First, we show that RBAM is complete as a primitive, able to realize the deadlines of any rate-monotonic real-time workload at a bounded cost. We do so by constructing an analytical framework based on rate-monotonic workloads and then proving that RBAM effectively bounds FaaS invocation latency. This ensures the applications meet their real-time deadlines. Additionally, we derive bounds on the required invocation rate and corresponding resource overhead, showing how to realize any set of guarantees.
Second, we demonstrate that the RBAM performance abstraction can be efficiently realized in today's cloud environments. To do so, we propose new rate-based invocation scheduling and resource management algorithms and show how they employ resource sharing and exploit the underlying resource allocation statistics to enforce the rate guarantees. We document their ability to achieve performance guarantees at a low resource cost and scale well to large systems. Finally, we show that they are robust across varied application dynamics and deployment environments.

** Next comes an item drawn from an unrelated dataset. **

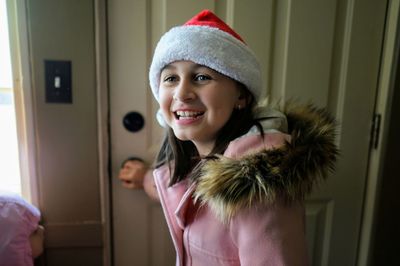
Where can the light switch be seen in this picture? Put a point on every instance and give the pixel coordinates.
(58, 81)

Third, we demonstrate RBAM's applicability by using it to implement a stream processing engine called Storm-RTS and also a distributed real-time video analytics application. These applications illustrate RBAM's expressiveness in describing application performance guarantees, how implementation can deliver robust performance against various workload burstiness, and how its performance guarantees can enable application deployment flexibility. The latter is particularly useful as declarative policies can ensure performance stability and optimized deployment for various objectives (e.g., cost or carbon).
In summary, RBAM is a performance abstraction that extends the FaaS model to efficiently and scalably support bursty, real-time applications across various scenarios. In addition, RBAM simplifies the implementation and deployment of applications with real-time guarantees. The rate guarantee can be used as a quality of service parameter to help applications configure for specific performance needs.